How does aspirin reduce inflammation?
Aspirin (acetylsalicylic acid) is an anti-inflammatory drug largely because it lowers production of inflammatory chemicals called prostaglandins. It does this by irreversibly inhibiting the cyclooxygenase (COX) enzymes—COX-1 and COX-2—which normally help make prostaglandins from arachidonic acid. With COX activity reduced, fewer prostaglandins are formed, which decreases inflammation, pain, and fever.
What exactly does aspirin inhibit in the inflammation pathway?
Inflammation involves release of arachidonic acid from cell membrane phospholipids. COX enzymes convert arachidonic acid into prostaglandins (and related mediators). Aspirin works upstream by blocking COX enzymes through irreversible acetylation, so affected cells can’t resume prostaglandin synthesis until new COX enzymes are made.
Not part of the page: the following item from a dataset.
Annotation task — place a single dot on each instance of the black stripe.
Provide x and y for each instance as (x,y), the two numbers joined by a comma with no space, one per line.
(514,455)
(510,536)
Why is aspirin called “irreversible”?
A key feature is that aspirin acetylates COX in a way that permanently inactivates the enzyme’s activity. This is why aspirin’s effects can last longer than its presence in the bloodstream for some actions: the enzyme is “turned off” rather than just temporarily inhibited.
How is aspirin’s anti-inflammatory effect related to pain relief and fever?
The same prostaglandin reduction that drives anti-inflammatory effects also contributes to pain and fever relief. Prostaglandins sensitize pain pathways and affect temperature regulation in the hypothalamus, so lowering them reduces both pain and fever.
Does aspirin also affect blood clotting that can influence inflammation?
Yes. By inhibiting COX-1, aspirin reduces thromboxane A2, which helps platelets clump and form clots. This can matter clinically because bleeding risk increases. While thromboxane reduction is mainly discussed for cardiovascular and clotting prevention, it is a downstream consequence of aspirin’s COX inhibition that patients may associate with “inflammation meds” in general.
What aspirin dose pattern matters for inflammation?
Anti-inflammatory (and pain/fever) effects generally require higher dosing than low-dose “aspirin” used for cardiovascular protection. Dose determines how much COX activity is suppressed and which tissues/mediators are most impacted, though exact dosing schedules depend on the condition and patient factors.
What side effects can come from blocking prostaglandins?
Because prostaglandins also protect the stomach lining and support kidney function, COX inhibition can lead to gastric irritation and ulcer risk. Prostaglandin reduction can also contribute to kidney stress in vulnerable patients. Aspirin can also increase bleeding tendency due to its platelet COX-1 effects.
Are there alternatives if someone can’t take aspirin?
Other nonsteroidal anti-inflammatory drugs (NSAIDs) also reduce inflammation by lowering prostaglandins via COX inhibition, but they differ in selectivity (COX-2 vs COX-1) and whether they act irreversibly or reversibly. That can change bleeding risk, stomach risk, and onset/duration.